Your function receives argument by reference:

Traficlight& operator++(Traficlight& t)

And it is a ++ operator, so semantically it must increment it's operand and then return reference to that operand. So you must do two actions:

// Assign new value to the t
t = Traficlight::yellow;
// Return rusult
return t;

This can be written in one line because assignment operator returns the assigned value.

Answer 4

It assigns value to t variable (and in your code t is reference type so the change is visible outside), and then return value of t variable.

Answer 5

The expression Traficlight::yellow would be an rvalue, and your function returns a reference to t after changing t's value, which is an lvalue. Assignment operator= on its own returns a reference to its left argument.

The code is ill-formed, some old compilers consider it IFNDR.

One thing though post-increment operator++ in expression Trafic++ is expected to return value before incrementation and would have different signature, so this implementation is misleading and seems to be mixed up with pre-increment operator++. It actually looks like you're using an old non-conforming compiler which allows use of built-in increment operator on an enum (some ancient Visual Studio?). In this case it's a bug and your operator++ isn't used at all.

Changing signature to Traficlight& operator++(Traficlight& t, int) would make it compile, although behaviour would be non-idiomatic. ++Trafic; also would compile by a standard compiler.

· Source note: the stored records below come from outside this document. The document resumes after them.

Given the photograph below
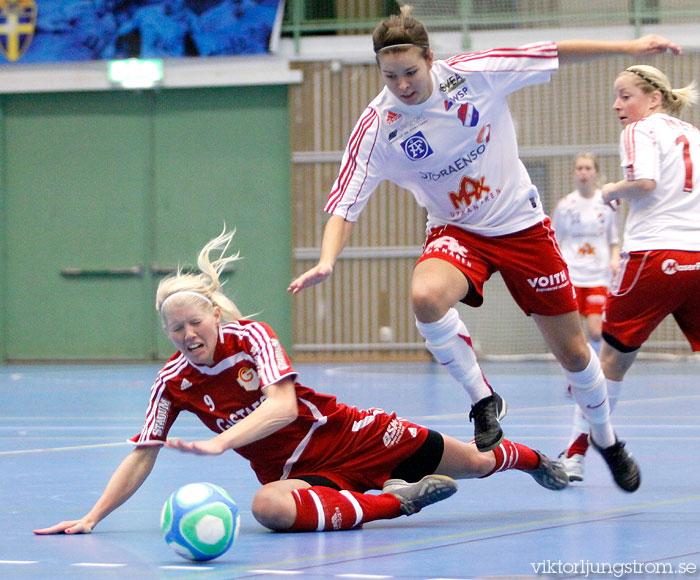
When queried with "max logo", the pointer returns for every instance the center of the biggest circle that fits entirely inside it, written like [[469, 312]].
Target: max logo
[[551, 281]]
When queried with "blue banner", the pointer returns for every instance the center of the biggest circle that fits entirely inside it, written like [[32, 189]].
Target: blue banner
[[34, 31]]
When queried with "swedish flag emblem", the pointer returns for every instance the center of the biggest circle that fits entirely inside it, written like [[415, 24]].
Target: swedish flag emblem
[[17, 24]]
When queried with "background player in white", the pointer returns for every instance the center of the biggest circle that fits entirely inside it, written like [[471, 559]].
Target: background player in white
[[586, 230], [660, 270], [443, 130], [314, 456]]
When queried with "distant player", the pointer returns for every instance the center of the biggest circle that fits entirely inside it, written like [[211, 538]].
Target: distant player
[[443, 130], [660, 270]]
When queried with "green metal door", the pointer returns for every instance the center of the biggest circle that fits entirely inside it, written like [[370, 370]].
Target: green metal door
[[77, 167]]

PS. Idiomatic post-increment looks something like this, no reference returned:

Traficlight operator++(Traficlight& t)
{
    switch (t)
    {
    case green: t = Traficlight::yellow; return Traficlight::green;
    case yellow: return t = Traficlight::red; return Traficlight::yellow;
    case red: return t = Traficlight::green; return Traficlight::red;
    default:
        break;
    }
}

++Torch can be used as an lvalue. Torch++ cannot, it is supposed to return the old value of variable. It's easy to remember which signature to use - for unary operators argument goes after the operator. If argument goes before operator, it must be a binary one. Except here the second argument doesn't exist.